If the benchmark processes failed, some cleaning up is needed before the next run.
* Remove `current_run_dir`: the file indicates that benchmark processes are still running. This is not mandatory since the file will be overwritten by the next run, but it can confuse humans checking the benchmarks status if it is kept.
* Move `cron_res` and `cron_res_errors` to their benchmark results directory: they are log files of a specific run, they're supposed to go into the latter's directory. It should be in `snoop_results/_snoop_<DATE>_<COMMIT>`; the directory can be created if it does not exist.  
  In particular, `cron_res` really needs to be moved or deleted, as the next run will check its absence at the very beginning of the benchmark processes.
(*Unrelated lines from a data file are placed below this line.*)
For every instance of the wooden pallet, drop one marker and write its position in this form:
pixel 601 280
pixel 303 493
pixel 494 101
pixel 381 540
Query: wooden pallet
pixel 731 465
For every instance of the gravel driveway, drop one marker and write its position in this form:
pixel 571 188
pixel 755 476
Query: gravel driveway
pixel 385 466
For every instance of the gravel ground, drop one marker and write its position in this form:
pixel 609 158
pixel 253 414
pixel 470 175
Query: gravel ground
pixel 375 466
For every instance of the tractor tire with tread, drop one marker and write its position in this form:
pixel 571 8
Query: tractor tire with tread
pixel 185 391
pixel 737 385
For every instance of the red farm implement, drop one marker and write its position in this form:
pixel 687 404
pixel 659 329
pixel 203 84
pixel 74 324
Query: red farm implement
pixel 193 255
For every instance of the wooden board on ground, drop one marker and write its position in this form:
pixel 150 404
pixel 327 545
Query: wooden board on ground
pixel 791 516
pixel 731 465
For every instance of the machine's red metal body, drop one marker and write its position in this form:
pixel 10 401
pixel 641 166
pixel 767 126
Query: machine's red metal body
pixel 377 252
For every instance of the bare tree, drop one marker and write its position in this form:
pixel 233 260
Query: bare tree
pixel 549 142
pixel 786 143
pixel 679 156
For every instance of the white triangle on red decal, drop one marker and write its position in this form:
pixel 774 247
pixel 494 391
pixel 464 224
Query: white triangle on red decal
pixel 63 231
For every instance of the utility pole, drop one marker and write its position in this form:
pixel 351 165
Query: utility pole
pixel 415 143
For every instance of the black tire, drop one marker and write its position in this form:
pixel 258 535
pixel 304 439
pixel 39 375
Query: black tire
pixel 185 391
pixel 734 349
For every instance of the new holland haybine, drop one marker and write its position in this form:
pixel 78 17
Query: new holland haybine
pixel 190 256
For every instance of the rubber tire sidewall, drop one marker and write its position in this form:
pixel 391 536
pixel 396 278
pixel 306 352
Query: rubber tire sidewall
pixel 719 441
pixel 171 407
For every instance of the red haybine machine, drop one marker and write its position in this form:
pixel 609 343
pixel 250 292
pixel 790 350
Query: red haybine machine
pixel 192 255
* Similarly, move results, i.e. `tezos/_snoop/{benchmark,inference}_results`, to their benchmark results directory: `snoop_results/_snoop_<DATE>_<COMMIT>`. This needs to be done too, otherwise the next run will simply reuse these results.
* Finally, upload results to `s3` if this was the cause of the failure: it could happen because of a network error for instance. The commands to run can be found in `run_all_benchmarks_on_latest_master.sh`.